Protocol for the Use of a Bead Array for the Multiple Detection of Genotype of Chlamydia trachomatis

Abstract

The identification of Chlamydia trachomatis genotypes is important for both molecular epidemiology and infection control such as contact tracing and identification of high-risk groups. Currently, at least 19 human serovars have been recognized by using polyclonal and monoclonal antibodies against the major outer membrane protein. In sexually transmitted diseases, multiple pathogens or genotype infections are not uncommon. Hence, detection of multiple gene targets in one reaction is becoming increasingly important.
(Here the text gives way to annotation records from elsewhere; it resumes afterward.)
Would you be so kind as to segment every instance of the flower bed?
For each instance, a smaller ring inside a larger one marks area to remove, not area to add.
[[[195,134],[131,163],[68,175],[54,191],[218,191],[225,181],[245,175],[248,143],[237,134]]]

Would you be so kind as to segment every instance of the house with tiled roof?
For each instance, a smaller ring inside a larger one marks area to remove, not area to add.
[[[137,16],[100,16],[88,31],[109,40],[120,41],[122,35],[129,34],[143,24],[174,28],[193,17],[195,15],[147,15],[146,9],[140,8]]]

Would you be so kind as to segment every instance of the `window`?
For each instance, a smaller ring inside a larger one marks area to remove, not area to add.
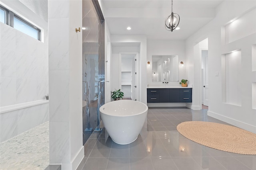
[[[40,33],[38,33],[40,30],[16,15],[14,18],[13,27],[30,37],[39,40],[40,40]]]
[[[39,41],[41,30],[12,12],[2,6],[0,11],[0,21]]]
[[[2,8],[0,8],[0,21],[6,23],[6,10]]]

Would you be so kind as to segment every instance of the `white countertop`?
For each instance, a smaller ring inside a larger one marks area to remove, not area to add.
[[[192,88],[192,87],[182,87],[181,86],[180,86],[176,87],[148,87],[147,88]]]

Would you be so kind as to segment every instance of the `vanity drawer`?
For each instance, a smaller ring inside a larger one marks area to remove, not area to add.
[[[148,94],[148,103],[159,103],[159,94]]]
[[[180,89],[180,94],[192,94],[192,89],[191,88],[182,88]]]
[[[159,94],[159,89],[157,88],[148,88],[147,89],[147,94]]]
[[[192,102],[192,94],[180,94],[180,102],[191,103]]]

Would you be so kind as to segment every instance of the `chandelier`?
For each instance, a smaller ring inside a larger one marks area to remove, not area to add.
[[[180,16],[172,12],[172,14],[165,19],[165,29],[172,32],[175,29],[180,23]],[[178,23],[176,24],[176,23]]]

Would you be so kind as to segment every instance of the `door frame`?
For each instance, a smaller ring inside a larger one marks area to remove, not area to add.
[[[208,48],[199,48],[199,57],[200,57],[200,61],[201,61],[201,70],[202,70],[202,51],[203,50],[208,50]],[[203,104],[203,102],[202,102],[202,100],[203,99],[203,98],[202,98],[202,96],[204,96],[204,94],[203,94],[203,93],[204,92],[203,90],[203,88],[204,87],[203,87],[202,86],[202,85],[203,84],[203,82],[202,82],[202,80],[203,79],[202,78],[202,76],[203,76],[203,73],[202,72],[202,71],[200,72],[200,91],[201,92],[201,93],[202,93],[200,95],[200,102],[201,103],[201,105],[200,105],[200,106],[201,107],[201,109],[202,109],[202,105]],[[209,76],[209,75],[208,75]]]
[[[122,54],[134,54],[136,57],[136,86],[137,86],[136,89],[136,100],[137,101],[140,100],[140,78],[139,78],[139,68],[140,68],[140,60],[139,52],[120,52],[119,53],[119,66],[118,66],[118,72],[119,72],[119,89],[122,89],[122,70],[121,66],[122,65]]]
Here, we describe the multiplex detection of eight genotypes of C. trachomatis by a combination of a PCR amplification with a multiplex bead array detection. The bead array system comprises distinct bead sets, which are color coded by different fluorescent intensities and a dual-laser flow cytometer analyzer to identify the identity of the bead and the intensity of the reporter dye that binds to the target molecules. The DNA sequences of the variable segments (VS2 or VS1–VS2) in outer membrane protein (omp1) gene are PCR amplified and biotin labeled and used as a gene target for the genotyping of C. trachomatis. Genotype-specific probes coupled to beads are used for capturing the labeled target amplicons through specific hybridization. Thus, multiple genotypes are detected and differentiated simultaneously by yielding quantitative data.